Ryan's Gulch where Harry broke himeself

A piece of Harry?
 


Gilfy acting as racer, pit crew, and entertainment all in one
Yes, those are 26+ tires
Then Tomahawk saw me. 
“Uh oh!” he said.
“Nah, I’m good.”
By then the shock had subsided, and other than a shallow puddle of nausea in my belly I was better.  I just didn’t know how my leg was going to hold up on the trail.  I figured the only way to know was to give it a shot. 
I picked up the course where I had bailed and basically had the trail to myself again.  The first hill felt fine.  The next hill felt good.  I decided I’d finish the loop.  I knew Mandy was on her way with lunch, and if I could muster through then maybe some real food would perk me up for a few more laps afterward.  The remaining eight miles of the second lap went down without incident. 
My SAG crew arrived and I ate.  Jeaph had rolled in just before I got off the trail so we sat and visited with him.  He had already ridden a few laps and looked beat.  He said he had crashed pretty hard five times.  In fact, he had broken a wooden bridge on one crash. But he said if I wanted to go back out he’d ride a lap with me.
I didn’t want to go home with only two mediocre laps under my bibs.  I needed to tick a few more miles.  At least another lap.  Thirty miles would be pretty respectable for me in my flab-ulous state.
After a good rest Jeaphre and I headed back out on the trail.
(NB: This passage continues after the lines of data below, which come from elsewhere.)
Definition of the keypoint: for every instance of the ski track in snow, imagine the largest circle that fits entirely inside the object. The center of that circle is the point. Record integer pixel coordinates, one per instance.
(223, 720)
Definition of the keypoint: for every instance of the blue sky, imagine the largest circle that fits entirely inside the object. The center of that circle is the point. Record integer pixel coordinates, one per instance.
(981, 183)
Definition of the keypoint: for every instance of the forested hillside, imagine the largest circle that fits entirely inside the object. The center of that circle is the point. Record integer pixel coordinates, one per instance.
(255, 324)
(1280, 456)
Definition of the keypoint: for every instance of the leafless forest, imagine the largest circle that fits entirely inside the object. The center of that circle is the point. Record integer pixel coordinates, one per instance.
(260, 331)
I crashed about a quarter of a mile before the spot where I crashed on the second lap.  Knocked the wind out of me despite being a fairly slow speed wreck.  Hit the same part of my left thigh.  Right index finger seemed no worse for wear, though it’s swollen up like a ripe sausage today.
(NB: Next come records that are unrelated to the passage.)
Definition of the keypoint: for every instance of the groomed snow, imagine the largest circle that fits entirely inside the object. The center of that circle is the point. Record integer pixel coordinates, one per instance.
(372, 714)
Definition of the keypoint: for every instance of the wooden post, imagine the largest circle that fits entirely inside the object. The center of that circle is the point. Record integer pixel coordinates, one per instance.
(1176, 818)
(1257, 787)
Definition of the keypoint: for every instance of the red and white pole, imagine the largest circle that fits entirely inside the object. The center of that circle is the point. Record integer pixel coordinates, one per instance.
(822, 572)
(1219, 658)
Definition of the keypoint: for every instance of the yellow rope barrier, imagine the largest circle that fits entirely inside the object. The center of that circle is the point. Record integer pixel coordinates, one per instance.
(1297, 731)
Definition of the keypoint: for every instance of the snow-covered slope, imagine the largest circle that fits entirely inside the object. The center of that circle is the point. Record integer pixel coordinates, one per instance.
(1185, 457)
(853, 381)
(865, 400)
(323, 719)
I have stubby fingers, but this isn't normal
We continued on and I worked through the stiffness and lassitude I felt.  It was definitely a benefit having someone else to ride with and talk to.  That made the lap a lot more enjoyable.  Initially I had planned on two additional laps, but after the second crash, a slog up the Green Monster (archives climb), and waning energy I decided to call it at three laps.  Jeaph agreed.
This year was my first time doing the 12 Hours of Capitol View race.  I’ve wanted to do it for some time now, and am stoked to finally have gotten to do it.  But I’m sore and feel a bit beaten down today.  That’s okay, my knees and back feel really good which is more than I could have said after the last dozen or so such events I’ve done.  If I can just keep from crashing…
Something else that I want to share.  While I was out on my ill-fated second lap I began thinking that all the brain damage I spend on trying to find my niche and my community of like minded individuals is moot.  The local mountain biking community, no matter how dysfunctional, is where most of my friends are.  There were a lot of people I know and like a lot that were at the race on Sunday.  That's my community.  That's my niche.